How can climate change impact flood risks for the Himalayan floodplain, which is a globally known flood region? This is what a recent study published in Scientific Reports hopes to address as a team of researchers investigated how to fill knowledge gaps regarding the impact of climate change on the future of Himalayan flooding. This study has the potential to help researchers, climate scientists, legislators, and the public better understand future climate change scenarios, specifically regarding the world’s most vulnerable flood regions.
For the study, the researchers used a series of computer models to conduct and simulate a first-time examination into potential future flooding in the Karnali River in Nepal and China. This was accomplished through hydrological and statistical models combined with statistical calculations with the goal of ascertaining regional climate projections between now and 2099.
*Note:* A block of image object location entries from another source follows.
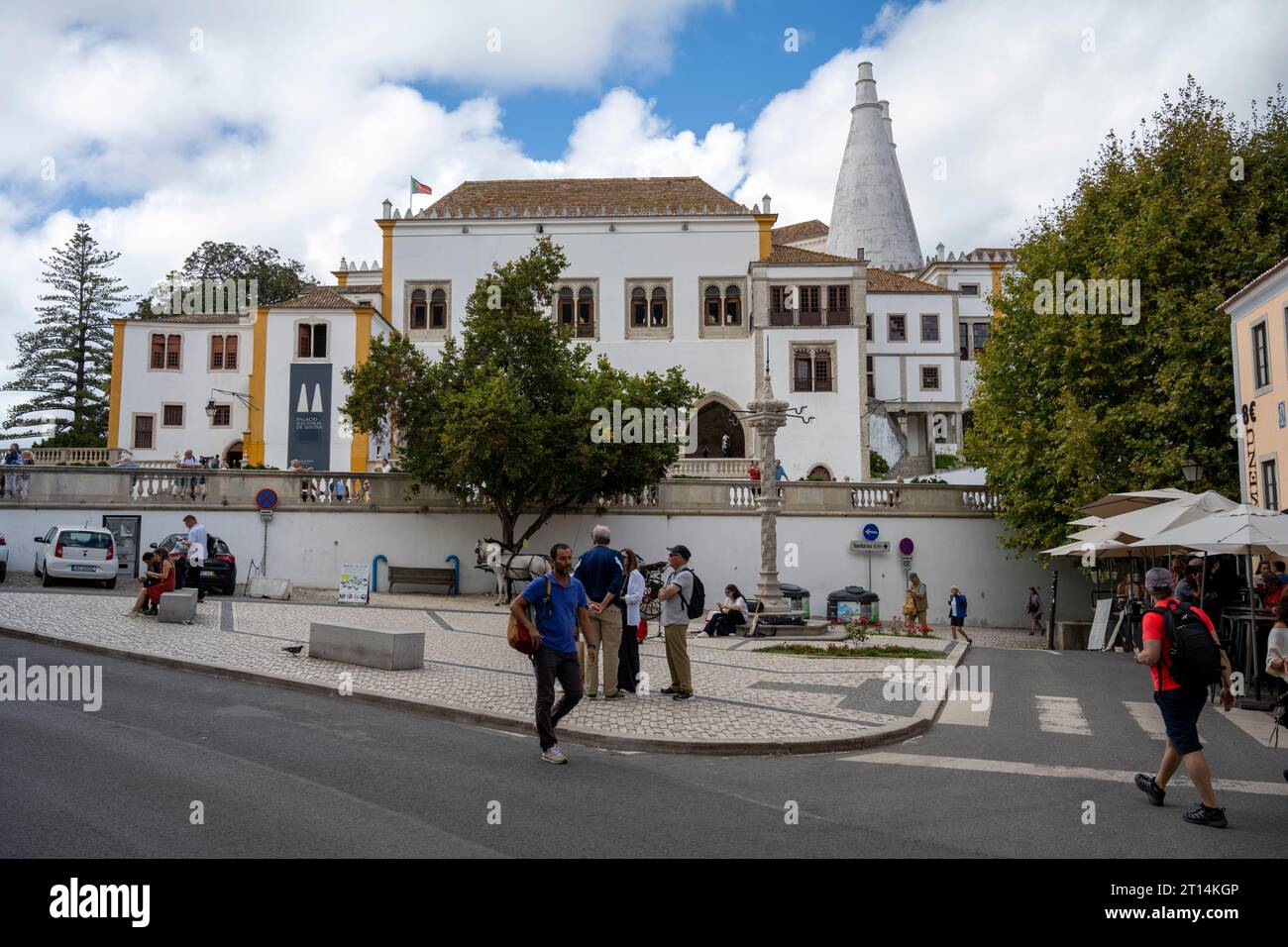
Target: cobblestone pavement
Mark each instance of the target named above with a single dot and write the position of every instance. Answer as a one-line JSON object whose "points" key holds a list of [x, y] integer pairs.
{"points": [[742, 696]]}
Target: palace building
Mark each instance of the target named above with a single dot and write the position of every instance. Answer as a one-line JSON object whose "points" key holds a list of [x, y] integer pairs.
{"points": [[857, 328]]}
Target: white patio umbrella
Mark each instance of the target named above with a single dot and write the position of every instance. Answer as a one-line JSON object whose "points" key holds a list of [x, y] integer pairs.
{"points": [[1115, 504], [1151, 521]]}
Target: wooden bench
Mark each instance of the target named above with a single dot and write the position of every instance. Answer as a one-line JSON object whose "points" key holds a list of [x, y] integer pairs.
{"points": [[415, 575]]}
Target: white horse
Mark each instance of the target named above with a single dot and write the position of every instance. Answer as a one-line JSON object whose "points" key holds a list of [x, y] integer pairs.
{"points": [[492, 556]]}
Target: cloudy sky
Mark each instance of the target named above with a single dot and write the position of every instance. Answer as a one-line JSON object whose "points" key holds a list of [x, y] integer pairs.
{"points": [[286, 124]]}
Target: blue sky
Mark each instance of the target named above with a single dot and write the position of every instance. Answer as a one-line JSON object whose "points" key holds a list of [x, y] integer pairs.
{"points": [[726, 63]]}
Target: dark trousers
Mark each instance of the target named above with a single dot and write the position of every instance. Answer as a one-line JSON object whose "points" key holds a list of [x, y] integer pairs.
{"points": [[550, 665], [629, 657]]}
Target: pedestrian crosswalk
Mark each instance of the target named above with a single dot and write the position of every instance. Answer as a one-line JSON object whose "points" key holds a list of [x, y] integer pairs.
{"points": [[1065, 715]]}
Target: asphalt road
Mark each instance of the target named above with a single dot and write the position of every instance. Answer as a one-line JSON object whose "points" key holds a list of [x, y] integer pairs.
{"points": [[283, 774]]}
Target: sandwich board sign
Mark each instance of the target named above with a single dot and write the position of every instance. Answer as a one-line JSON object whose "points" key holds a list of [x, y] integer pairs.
{"points": [[355, 583]]}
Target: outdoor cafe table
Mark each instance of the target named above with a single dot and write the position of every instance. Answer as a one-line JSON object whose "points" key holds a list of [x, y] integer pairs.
{"points": [[1243, 635]]}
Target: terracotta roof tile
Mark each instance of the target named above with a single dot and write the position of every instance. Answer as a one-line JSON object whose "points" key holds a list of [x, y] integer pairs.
{"points": [[549, 197], [797, 254], [791, 234], [318, 298], [885, 281]]}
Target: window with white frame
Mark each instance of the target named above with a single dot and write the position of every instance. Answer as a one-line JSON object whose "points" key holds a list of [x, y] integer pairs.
{"points": [[576, 307], [721, 307], [428, 305], [223, 352], [310, 339], [930, 328], [812, 368], [1270, 484], [648, 308]]}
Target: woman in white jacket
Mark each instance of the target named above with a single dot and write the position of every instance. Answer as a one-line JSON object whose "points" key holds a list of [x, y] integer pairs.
{"points": [[629, 656]]}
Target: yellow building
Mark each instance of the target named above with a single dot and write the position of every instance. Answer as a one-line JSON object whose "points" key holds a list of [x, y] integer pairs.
{"points": [[1258, 341]]}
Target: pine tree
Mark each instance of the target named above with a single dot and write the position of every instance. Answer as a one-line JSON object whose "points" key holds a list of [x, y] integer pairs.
{"points": [[65, 361]]}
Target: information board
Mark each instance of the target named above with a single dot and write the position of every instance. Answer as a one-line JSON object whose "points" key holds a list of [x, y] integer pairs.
{"points": [[355, 583]]}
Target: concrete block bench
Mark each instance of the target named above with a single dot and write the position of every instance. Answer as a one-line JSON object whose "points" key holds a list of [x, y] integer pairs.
{"points": [[372, 647], [178, 607]]}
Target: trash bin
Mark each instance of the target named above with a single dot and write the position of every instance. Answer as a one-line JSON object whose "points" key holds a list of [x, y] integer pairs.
{"points": [[853, 602], [797, 595]]}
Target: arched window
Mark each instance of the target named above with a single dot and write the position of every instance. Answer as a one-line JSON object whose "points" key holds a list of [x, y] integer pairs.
{"points": [[711, 305], [657, 308], [419, 317], [585, 313], [733, 304], [566, 308], [312, 341], [639, 307]]}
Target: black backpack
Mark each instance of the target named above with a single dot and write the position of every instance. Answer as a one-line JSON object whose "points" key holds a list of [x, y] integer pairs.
{"points": [[696, 605], [1190, 654]]}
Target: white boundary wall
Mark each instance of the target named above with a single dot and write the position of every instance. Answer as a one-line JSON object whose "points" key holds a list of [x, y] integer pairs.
{"points": [[309, 547]]}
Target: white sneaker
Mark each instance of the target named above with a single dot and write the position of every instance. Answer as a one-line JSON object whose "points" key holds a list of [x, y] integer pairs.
{"points": [[554, 755]]}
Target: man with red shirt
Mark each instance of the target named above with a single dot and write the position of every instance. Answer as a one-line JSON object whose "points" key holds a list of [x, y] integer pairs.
{"points": [[1180, 706]]}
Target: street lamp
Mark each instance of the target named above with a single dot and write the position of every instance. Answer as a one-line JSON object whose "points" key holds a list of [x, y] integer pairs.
{"points": [[211, 407]]}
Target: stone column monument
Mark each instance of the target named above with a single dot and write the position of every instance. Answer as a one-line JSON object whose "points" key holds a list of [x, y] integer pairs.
{"points": [[767, 415]]}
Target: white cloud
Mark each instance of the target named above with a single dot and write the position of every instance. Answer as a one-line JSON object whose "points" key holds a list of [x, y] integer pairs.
{"points": [[294, 121], [1008, 97]]}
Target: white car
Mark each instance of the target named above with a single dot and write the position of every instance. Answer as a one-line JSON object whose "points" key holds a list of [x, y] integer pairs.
{"points": [[84, 553]]}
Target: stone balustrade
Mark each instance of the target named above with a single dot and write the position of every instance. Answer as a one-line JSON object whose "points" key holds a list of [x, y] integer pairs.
{"points": [[65, 487]]}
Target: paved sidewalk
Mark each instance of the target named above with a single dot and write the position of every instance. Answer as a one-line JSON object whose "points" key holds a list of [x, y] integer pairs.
{"points": [[747, 702]]}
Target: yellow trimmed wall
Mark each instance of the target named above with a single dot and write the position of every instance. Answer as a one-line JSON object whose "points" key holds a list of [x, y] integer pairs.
{"points": [[114, 394], [361, 350], [254, 447]]}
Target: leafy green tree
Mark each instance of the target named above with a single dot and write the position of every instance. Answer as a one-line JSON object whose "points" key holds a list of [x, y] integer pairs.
{"points": [[64, 364], [1074, 406], [505, 415], [275, 278]]}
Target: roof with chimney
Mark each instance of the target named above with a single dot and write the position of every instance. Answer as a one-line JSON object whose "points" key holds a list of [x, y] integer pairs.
{"points": [[550, 197], [870, 208]]}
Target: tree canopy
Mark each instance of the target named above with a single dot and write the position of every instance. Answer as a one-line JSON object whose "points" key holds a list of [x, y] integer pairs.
{"points": [[1073, 406], [64, 364], [275, 278], [506, 414]]}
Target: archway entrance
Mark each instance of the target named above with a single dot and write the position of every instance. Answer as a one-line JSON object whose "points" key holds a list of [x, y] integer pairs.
{"points": [[713, 420]]}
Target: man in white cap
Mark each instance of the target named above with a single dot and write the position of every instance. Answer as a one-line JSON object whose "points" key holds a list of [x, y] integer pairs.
{"points": [[1172, 638]]}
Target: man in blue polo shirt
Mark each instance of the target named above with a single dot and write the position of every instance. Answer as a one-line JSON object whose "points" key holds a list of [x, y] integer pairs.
{"points": [[561, 608]]}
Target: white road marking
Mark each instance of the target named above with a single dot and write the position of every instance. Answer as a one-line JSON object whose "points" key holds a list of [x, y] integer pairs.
{"points": [[1061, 715], [967, 709], [1256, 723], [1124, 776]]}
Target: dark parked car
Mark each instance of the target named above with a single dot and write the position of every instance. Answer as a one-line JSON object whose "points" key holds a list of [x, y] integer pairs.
{"points": [[220, 570]]}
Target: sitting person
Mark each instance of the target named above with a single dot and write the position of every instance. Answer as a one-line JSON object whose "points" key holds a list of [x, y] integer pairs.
{"points": [[158, 578], [729, 615]]}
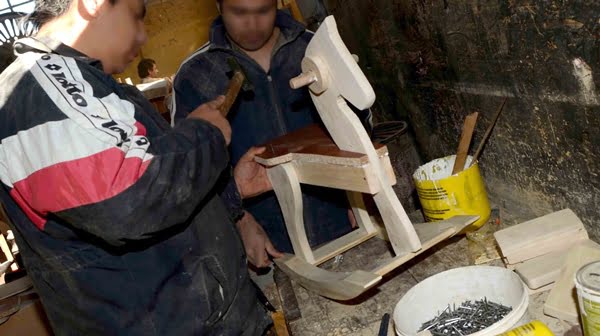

Image of the Karnali River. (Credit: Gunjan Silwal)
In the end, the simulations projected regional extreme flooding could increase between 73 and 84 percent before 2099, along with the chance of extreme flooding occurring within a year increasing from 1 percent to between 22 and 26 percent between 2020 and 2059. Examples of human and economic tolls for extreme flooding include September 2024 floods that killed 236 people, displaced 8,400, and caused losses equal to 1% of Nepal’s GDP. By 2050, damages are expected to rise to 2.2% of annual GDP.
“The densely populated Central Himalayan foreland is prone to flooding, and our findings show that the intensity of extreme floods is only going to get worse across the coming century as greenhouse gas emissions increase,” said Dr. Ivo Pink, who is a postdoctoral research associate at Durham University and lead author of the study. “Floods with a 1% chance of happening within a year could occur once every five to 10 years at the end of the century.”
What new insight into climate change and the Himalayan floodplain will researchers make in the coming years and decades? Only time will tell, and this is why we science!
As always, keep doing science & keep looking up!